Multiline string literals

Kai Kunstmann Kai.Kunstmann at
Mon Aug 8 03:17:02 PDT 2011


I support Maurizio's argument: If your are in need of quotes within
quotes ("I said \"Quote me!\" to make my point.") or something similar
that has some kind of structure, you probably are in need of an
abstraction to your use case rather than a language change:

"I said " + quote("Quote me!") + " to make my point."

About the platform dependency: Maybe I'm missing something here, but I
don't see how the compiling platform can even effect or alter a literal
String expression anyway. The line-break already is in the source code,
and it is Unix/Windows/Mac depending on what delimiter your IDE chose to
put down when you hit enter (or which one you told it to choose). Every
reasonable compiler should come up with the same result independent of
the compiling platform, which is to use the same line-break as in the
source. If your source changed during the transfer from OSix to wOS,
then that's the problem. My IDE supports the display of typographic
(hidden) characters and the explicit line-break conversion between the
major standards. How about yours?

If anything, I would like string literals to support the in-lining of
escape-sequences and/or line-wrapping support by means of a trailing
backslash to improve readability of code:

"This is a single-line string literal although it \
has 2 lines in the source to illustrate my point."

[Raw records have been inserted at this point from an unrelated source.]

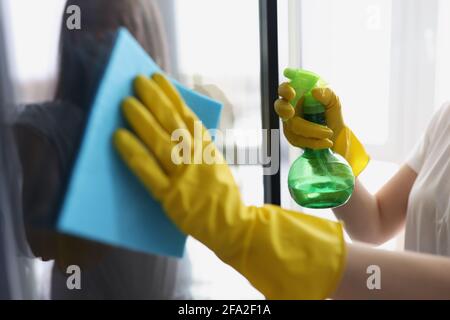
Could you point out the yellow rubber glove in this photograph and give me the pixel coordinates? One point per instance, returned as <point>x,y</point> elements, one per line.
<point>304,134</point>
<point>284,254</point>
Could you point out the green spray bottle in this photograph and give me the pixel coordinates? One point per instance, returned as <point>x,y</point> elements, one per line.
<point>318,178</point>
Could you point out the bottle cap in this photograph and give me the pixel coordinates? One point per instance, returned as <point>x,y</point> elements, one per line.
<point>304,82</point>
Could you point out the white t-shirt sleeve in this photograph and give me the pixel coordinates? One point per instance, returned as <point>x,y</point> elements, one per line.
<point>416,158</point>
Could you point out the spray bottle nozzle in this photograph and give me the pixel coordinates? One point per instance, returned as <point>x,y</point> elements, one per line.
<point>304,82</point>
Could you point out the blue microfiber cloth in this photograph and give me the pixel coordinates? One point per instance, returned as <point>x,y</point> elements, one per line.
<point>104,201</point>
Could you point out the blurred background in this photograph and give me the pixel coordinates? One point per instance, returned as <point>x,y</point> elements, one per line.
<point>386,59</point>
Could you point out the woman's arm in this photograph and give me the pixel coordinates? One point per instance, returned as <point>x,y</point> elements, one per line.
<point>377,218</point>
<point>403,275</point>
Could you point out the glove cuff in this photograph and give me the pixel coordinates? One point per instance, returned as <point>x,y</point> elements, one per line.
<point>289,255</point>
<point>349,147</point>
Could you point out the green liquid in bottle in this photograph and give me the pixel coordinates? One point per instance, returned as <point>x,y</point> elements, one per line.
<point>320,179</point>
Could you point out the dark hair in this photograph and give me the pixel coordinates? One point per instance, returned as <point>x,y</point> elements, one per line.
<point>83,53</point>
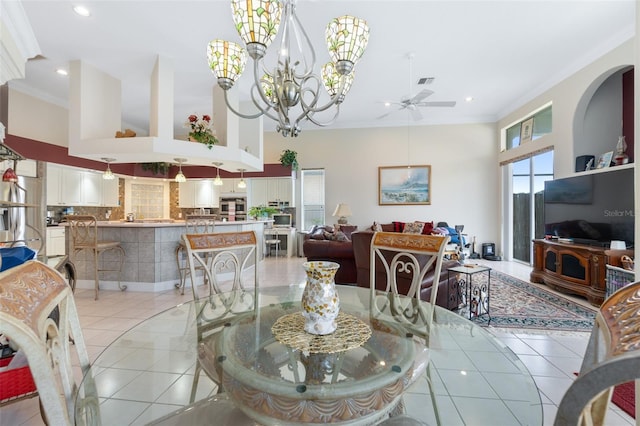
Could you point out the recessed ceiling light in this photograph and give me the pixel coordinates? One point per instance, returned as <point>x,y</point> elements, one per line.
<point>81,10</point>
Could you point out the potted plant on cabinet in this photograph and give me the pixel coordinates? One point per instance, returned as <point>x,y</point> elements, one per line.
<point>259,212</point>
<point>289,158</point>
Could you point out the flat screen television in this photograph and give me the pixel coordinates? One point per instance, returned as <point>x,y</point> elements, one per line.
<point>592,209</point>
<point>281,220</point>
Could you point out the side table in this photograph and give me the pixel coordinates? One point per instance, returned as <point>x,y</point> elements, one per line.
<point>473,294</point>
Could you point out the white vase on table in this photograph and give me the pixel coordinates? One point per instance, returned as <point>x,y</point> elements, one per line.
<point>320,301</point>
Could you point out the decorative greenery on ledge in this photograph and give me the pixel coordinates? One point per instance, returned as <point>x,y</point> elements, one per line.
<point>289,158</point>
<point>156,168</point>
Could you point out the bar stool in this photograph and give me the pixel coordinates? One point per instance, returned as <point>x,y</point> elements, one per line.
<point>84,236</point>
<point>268,243</point>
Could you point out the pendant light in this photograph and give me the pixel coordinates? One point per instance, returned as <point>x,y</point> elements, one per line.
<point>217,181</point>
<point>108,174</point>
<point>242,184</point>
<point>180,177</point>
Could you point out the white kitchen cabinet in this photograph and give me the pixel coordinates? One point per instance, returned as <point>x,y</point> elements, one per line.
<point>198,193</point>
<point>185,197</point>
<point>55,241</point>
<point>258,196</point>
<point>230,186</point>
<point>64,186</point>
<point>283,190</point>
<point>54,184</point>
<point>91,193</point>
<point>111,192</point>
<point>69,186</point>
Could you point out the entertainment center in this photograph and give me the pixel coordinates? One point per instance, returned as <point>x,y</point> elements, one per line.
<point>574,268</point>
<point>583,214</point>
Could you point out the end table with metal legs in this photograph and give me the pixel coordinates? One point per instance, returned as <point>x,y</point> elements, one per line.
<point>473,289</point>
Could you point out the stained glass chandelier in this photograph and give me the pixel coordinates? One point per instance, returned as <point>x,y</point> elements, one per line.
<point>290,92</point>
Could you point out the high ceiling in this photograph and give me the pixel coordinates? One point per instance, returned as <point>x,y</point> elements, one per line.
<point>502,53</point>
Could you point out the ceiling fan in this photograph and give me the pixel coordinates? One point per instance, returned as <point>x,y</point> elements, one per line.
<point>416,102</point>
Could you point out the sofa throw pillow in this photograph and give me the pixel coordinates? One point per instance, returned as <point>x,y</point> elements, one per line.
<point>347,229</point>
<point>427,229</point>
<point>413,228</point>
<point>339,236</point>
<point>398,226</point>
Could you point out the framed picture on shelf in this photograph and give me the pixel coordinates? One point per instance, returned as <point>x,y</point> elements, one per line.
<point>605,160</point>
<point>404,185</point>
<point>526,131</point>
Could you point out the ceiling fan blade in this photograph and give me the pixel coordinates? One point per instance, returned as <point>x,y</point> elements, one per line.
<point>416,114</point>
<point>384,115</point>
<point>421,95</point>
<point>438,103</point>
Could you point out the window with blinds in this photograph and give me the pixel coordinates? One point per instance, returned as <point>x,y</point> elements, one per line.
<point>312,194</point>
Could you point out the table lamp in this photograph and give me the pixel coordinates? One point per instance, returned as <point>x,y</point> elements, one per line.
<point>343,211</point>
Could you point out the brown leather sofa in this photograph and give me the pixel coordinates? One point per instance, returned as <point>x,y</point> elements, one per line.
<point>361,242</point>
<point>317,247</point>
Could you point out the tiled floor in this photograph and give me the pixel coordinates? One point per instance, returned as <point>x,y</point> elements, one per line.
<point>551,357</point>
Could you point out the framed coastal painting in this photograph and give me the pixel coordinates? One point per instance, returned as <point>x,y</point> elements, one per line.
<point>404,185</point>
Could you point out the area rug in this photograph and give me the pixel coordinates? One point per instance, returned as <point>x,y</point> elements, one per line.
<point>518,304</point>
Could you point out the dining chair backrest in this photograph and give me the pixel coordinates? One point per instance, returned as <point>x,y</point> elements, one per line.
<point>405,257</point>
<point>221,254</point>
<point>200,224</point>
<point>29,294</point>
<point>84,231</point>
<point>612,357</point>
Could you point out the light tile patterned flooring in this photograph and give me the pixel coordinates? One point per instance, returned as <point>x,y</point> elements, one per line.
<point>551,357</point>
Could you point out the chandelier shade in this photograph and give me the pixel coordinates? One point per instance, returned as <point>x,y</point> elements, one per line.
<point>180,177</point>
<point>217,181</point>
<point>347,38</point>
<point>288,92</point>
<point>257,21</point>
<point>226,61</point>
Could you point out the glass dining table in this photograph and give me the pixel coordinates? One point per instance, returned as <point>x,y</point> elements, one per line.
<point>386,358</point>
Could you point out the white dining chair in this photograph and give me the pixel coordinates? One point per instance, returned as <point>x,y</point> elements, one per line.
<point>84,237</point>
<point>612,357</point>
<point>225,259</point>
<point>38,315</point>
<point>194,224</point>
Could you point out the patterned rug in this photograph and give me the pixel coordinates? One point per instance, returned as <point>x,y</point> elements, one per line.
<point>518,304</point>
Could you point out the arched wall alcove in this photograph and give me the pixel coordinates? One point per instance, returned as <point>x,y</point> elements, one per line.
<point>598,120</point>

However, the major question with multi-line string literals is, how the
broken lines fit into the indention structure of the surrounding context
(indention is not a syntax rule but merely a convention), and how they
will improve or impair the overall readability:

public class SomeClass
  private final static String MULTI_LINE = "This is a deranged multi-
                                            line string literal.";

//^^^^^^^^^^^^^^^^^^^^^^^^^^^^^^^^^^^^^^^^^^ --> whitespace hell ???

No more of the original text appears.